Infertility Evaluation of the Female
The infertility evaluation of the female focuses on three aspects: eggs, uterus and fallopian tubes. The initial tests will address concerns regarding these components which play an integral role in successful conception.
AMH (antimullerian hormone) – AMH is a protein secreted by small cells within a follicle (the cyst that holds the egg). It is secreted most intensely by the small follicles that can be seen in the ovary on a transvaginal ultrasound at the beginning of a menstrual cycle. It is also secreted by the follicles that are too small to be seen on ultrasound. AMH is a measure of the ovarian reserve, i.e. how many eggs remain in the ovary. The level varies significantly with age and declines as a woman approaches menopause. The test can be checked at any time in the menstrual cycle. The AMH level helps physicians make decisions on how aggressive to be in a patient's treatment plan.

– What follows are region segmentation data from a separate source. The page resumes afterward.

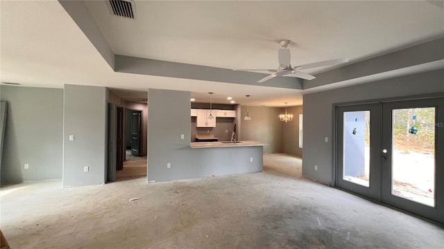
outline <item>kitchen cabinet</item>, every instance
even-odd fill
[[[214,118],[209,119],[210,113]],[[197,110],[196,127],[216,127],[216,111],[215,110]]]
[[[234,110],[217,110],[216,116],[218,118],[236,118]]]

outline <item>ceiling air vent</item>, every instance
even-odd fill
[[[130,0],[108,0],[110,10],[114,15],[135,19],[134,1]]]

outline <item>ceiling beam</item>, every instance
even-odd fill
[[[116,55],[115,66],[115,71],[120,73],[291,89],[302,89],[302,80],[295,77],[275,77],[258,83],[268,75],[119,55]]]
[[[114,52],[96,24],[83,1],[58,0],[58,2],[114,70]]]
[[[443,68],[444,38],[378,56],[362,62],[316,75],[312,80],[304,80],[304,90],[332,84],[354,81],[365,83],[378,75],[400,77],[411,73]],[[404,70],[406,69],[406,70]],[[416,72],[417,73],[417,72]]]

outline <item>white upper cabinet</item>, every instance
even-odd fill
[[[218,118],[236,118],[234,110],[217,110],[216,116]]]

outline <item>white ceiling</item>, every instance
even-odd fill
[[[115,54],[223,68],[277,68],[282,39],[293,42],[293,65],[398,50],[444,35],[443,3],[137,1],[129,19],[112,15],[105,1],[85,1]],[[58,1],[1,1],[0,10],[2,82],[103,86],[126,98],[154,88],[189,91],[198,102],[212,91],[217,102],[302,104],[302,90],[114,72]]]

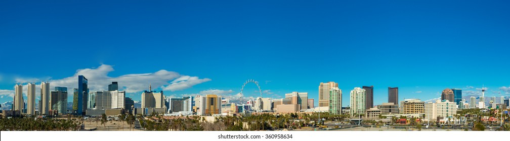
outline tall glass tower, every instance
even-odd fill
[[[88,80],[83,76],[78,76],[78,108],[76,113],[83,115],[87,109],[87,101],[88,101],[89,93]]]
[[[453,101],[457,103],[457,105],[461,105],[461,101],[462,101],[462,90],[460,89],[451,89],[453,91]]]

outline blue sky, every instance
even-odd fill
[[[149,83],[169,96],[235,97],[250,79],[265,97],[308,92],[316,104],[319,83],[335,81],[344,107],[362,86],[375,104],[388,87],[399,100],[482,84],[510,96],[507,1],[2,1],[0,102],[16,83],[72,89],[83,74],[91,90],[125,81],[135,100]]]

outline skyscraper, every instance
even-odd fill
[[[476,108],[476,97],[474,96],[471,96],[470,98],[471,100],[469,101],[469,108]]]
[[[200,116],[213,115],[221,113],[221,97],[215,94],[200,97],[200,108],[197,114]]]
[[[351,115],[365,114],[366,110],[365,95],[366,91],[360,87],[354,88],[350,92]]]
[[[88,80],[82,75],[78,76],[78,91],[77,110],[76,113],[80,115],[84,115],[87,110],[87,102],[88,101],[89,93]]]
[[[49,111],[49,83],[41,82],[41,109],[39,110],[39,112],[41,115],[47,115]]]
[[[388,87],[388,102],[398,103],[398,87]]]
[[[163,91],[160,92],[153,91],[149,85],[149,91],[142,93],[142,109],[146,108],[163,108],[165,105],[165,95]]]
[[[57,110],[59,115],[67,114],[67,88],[55,87],[54,91],[51,92],[49,100],[49,109]]]
[[[27,92],[27,114],[35,115],[35,83],[29,83]]]
[[[14,86],[14,101],[13,101],[13,110],[23,111],[23,85],[16,84]]]
[[[491,97],[491,101],[492,101],[493,103],[496,103],[496,96]]]
[[[448,100],[450,102],[454,101],[454,97],[453,91],[450,88],[444,89],[443,90],[443,92],[441,93],[441,100]]]
[[[333,88],[338,88],[338,83],[335,82],[328,82],[327,83],[321,82],[319,85],[319,107],[328,106],[328,94],[329,93],[329,90]]]
[[[300,110],[308,108],[308,93],[292,92],[285,94],[285,98],[291,99],[291,104],[299,104]]]
[[[328,109],[332,114],[342,114],[342,90],[333,88],[329,90]]]
[[[363,86],[363,88],[367,92],[367,99],[365,100],[367,102],[365,104],[367,109],[374,108],[374,86]]]
[[[461,101],[462,101],[462,89],[451,89],[451,90],[453,91],[453,101],[453,101],[457,105],[461,105]]]
[[[112,82],[112,84],[108,85],[108,91],[113,91],[119,90],[119,84],[117,82]]]
[[[129,112],[130,114],[133,113],[133,109],[131,109],[131,107],[135,105],[135,101],[133,101],[131,98],[126,97],[125,98],[124,101],[125,103],[124,104],[124,109],[126,111]]]

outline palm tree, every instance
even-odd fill
[[[104,125],[105,128],[106,128],[106,114],[103,114],[103,115],[101,115],[101,124]]]

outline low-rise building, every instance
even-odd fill
[[[377,105],[377,109],[381,111],[381,115],[391,115],[398,114],[398,105],[393,102],[382,103]]]
[[[377,108],[372,108],[367,110],[367,115],[366,117],[368,118],[375,118],[379,117],[381,115],[381,110]]]

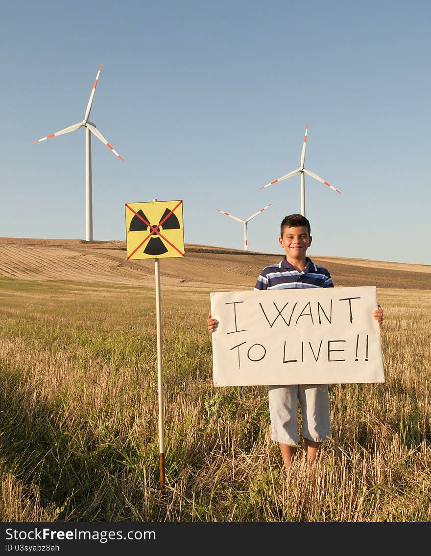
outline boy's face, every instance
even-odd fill
[[[279,242],[286,251],[288,259],[304,260],[307,249],[311,245],[311,239],[306,226],[294,226],[285,227]]]

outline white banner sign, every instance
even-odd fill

It also allows physicians to understand if IVF (in vitro fertilization) is a viable option for a patient. When the AMH declines below a certain level, IVF is less successful in achieving a pregnancy.
Day 3 Labs - The combination of FSH (follicle stimulating hormone), LH (luteinizing hormone) and estradiol hormones represents the communication pathway from the brain to the ovary, and from the ovary back to the brain. By analyzing all 3 labs together, physicians can detect subtle changes in the ovarian reserve or in the way the brain and ovaries communicate with one another. The most important of these three labs is the FSH.
FSH is the primary hormone secreted by the brain to signal to the ovaries that it is time for an egg and its surrounding follicle to grow. As ovaries age and have fewer eggs and follicles, the ovarian response to the brain's signal is suboptimal. In an attempt to correct this, the brain sends out extra FSH signal . The result is an elevated day 3 FSH. This indicates the presence of diminished ovarian reserve (DOR). On the other hand, when the FSH is too low, this can indicate that the brain is struggling to communicate with the ovary. This scenario may prompt a different type of treatment for a patient.
HSG (hysterosalpingogram) - The HSG is an x-ray that allows the physician to evaluate the shape and size of the uterine cavity as well as the appearance of the fallopian tubes. It is performed in our office or at a radiology office. The patient is situated in stirrups on the exam table, similar to when a pap smear is done at the gynecologist's office. A speculum is then placed in the vagina so that the cervix can be seen. A small, soft, flexible catheter (a tube approximately the diameter of a coffee stirrer) is then gently introduced through the cervix into the lower part of the uterus. A small balloon is inflated which keeps the catheter in place. Radiographic dye is introduced into the uterine cavity through the catheter. As the dye fills the uterus and fallopian tubes, x-rays are taken. The physician can then study the x-ray images. These may reveal a fibroid or polyp filling up part of the uterine cavity, or an abnormal shape to the uterine cavity. The fallopian tubes may appear blocked or damaged on the x-ray. This information will allow the physician to determine the best treatment plan.
SIS (saline infusion sonogram) – Sometimes a more detailed evaluation of the uterine cavity is required to make sure there are no abnormalities within the cavity. Specifically, the SIS is a good test to look for endometrial polyps or fibroids that may be on the inside of the uterus or pushing against the cavity. It can also be performed to rule out deformities of the uterine cavity present since birth. The SIS is performed similarly to the HSG. A speculum is placed in the vagina and a small, soft, flexible catheter is introduced through the cervix into the lower part of the uterus. A small amount of saline (salt water) is then placed in the uterine cavity through the catheter. At the same time, a transvaginal ultrasound is performed. This allows for the distended uterine cavity to be evaluated and the presence of polyps or fibroids noted.
Hysteroscopy – Hysteroscopy is a procedure that allows for direct visualization of the inside of the uterine cavity. This can be done in the office, while a patient is awake, or in a procedure room using anesthesia. A small diameter, long metal tube is inserted through the cervix into the uterus. It is attached to a camera that projects a picture onto a TV monitor. Saline is pushed into the uterine cavity so that the doctor can see. The inside of the uterus is observed and evaluated for scar tissue, polyps, fibroids, or inflammation.
TSH (thyroid stimulating hormone) – A TSH is routinely checked in all women trying to conceive. If a patient has a thyroid gland that is not working correctly, it can cause irregular cycles. Sometimes, just by correcting the thyroid problem, the irregular cycles can also be corrected. However, a TSH is checked in women with regular menstrual cycles as well. Recent data suggests that if a woman's thyroid gland is working inefficiently during pregnancy, the baby's IQ may be affected in a negative way. To be safe, most infertility doctors treat their patients with low dose thyroid medication to keep the TSH number < 2.5 mU/L.